Police have since claimed the man’s behaviour was “escalating” and that they’ve recommended three charges against him since last year — all of them related to domestic abuse. 

In the videos posted on Twitter, a man can be seen being pulled out of the driver’s seat of a vehicle by two officers as he screams for help before a third officer arrives as the man is being handcuffed on the ground.

Applications for protection orders are made in civil court in British Columbia. (Ben Nelms/CBC)

About 30 seconds into the first video, a young boy opens the back door of the car and cries as he watches the man get arrested.

CBC has decided not to identify the man in the videos to protect the child’s identity.

In the video, you can hear a police officer tell the man that he is being arrested for “breaching conditions with [his] wife.”

Some social media users condemned the officers’ actions with the video’s original poster tweeting that “VPD just beat a man in front of his child.”

The Vancouver Police Department was quick to defend officers’ actions, tweeting that the man was being arrested for criminal harassment “after he allegedly breached numerous bail conditions and a protection order in place for the safety of the victim.”

That explanation has highlighted the role that protection orders play in cases of intimate partner violence.

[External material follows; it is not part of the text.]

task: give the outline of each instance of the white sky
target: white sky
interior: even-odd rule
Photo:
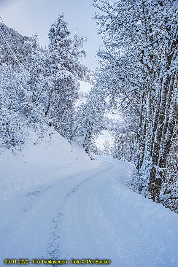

According to Statistics Canada estimates, 44 per cent of women have reported experiencing abuse in the context of an intimate relationship in their lifetime. More than 80 Canadians are killed every year by their intimate partner, and nearly 80 per cent of those victims are women.

Orders granted by judge

Family law protection orders are court orders granted by a judge to help protect someone at risk of intimate partner violence. 

Vancouver-based family lawyer Kendra Ashton says if the man in the videos breached a protection order, police had grounds to arrest him.

“[Protection orders] are made in cases of serious family violence,” said Ashton.

“A protection order is meant to recognize that a person who has been impacted by family violence may be vulnerable, and it provides some measures for the court to take action in the event that there is a breach to that person’s safety and security.”

Kendra Ashton practices law in Vancouver in the area of family law, child protection, and insurance defence. (Submitted by Kendra Ashton)

While applications for protection orders are made in civil court, Ashton says there is a high threshold for granting them.

“A judge had to look at the situation as a whole and make a finding that this person was at risk of family violence,” she explained. “They determined that family violence was likely to occur.”

The definition of family violence in B.C.’s Family Law Act includes physical abuse, emotional abuse, mental abuse, sexual abuse and coercive or controlling behaviour.

The person named in the order must abide by specific conditions that include having no contact, or limited contact, with the person being protected. Sometimes that means preventing them from going to the protected person’s home or workplace and prohibiting them from communicating with the protected person, whether through phone calls, emails, letters or sending them messages through another person. 

If someone disobeys a protection order, a victim can call police to inform them, and police can act immediately to enforce the order by issuing an arrest warrant.

Vancouver police say that’s exactly what happened in the Trout Lake arrest last week when the man’s former partner reached out to inform them he had breached his bail conditions and a protection order.

“We believed his behaviour was escalating, and the victim told us she was fearful for her safety,” said Sgt. Steve Addison in an emailed statement.

Ashton says it’s this kind of immediate response that provides a sense of security to victims of domestic violence.

“A protection order isn’t going to stop a bullet,” she said. “But the hope is that with a protection order, the police may come a little faster, and they’ll take this matter seriously knowing that there is a history of family violence.”

But as Ashton notes, protection orders aren’t a guarantee. A CBC investigation found that at least 36 Canadians killed by their partners between 2015 and 2020 had court-ordered protection against their abusers.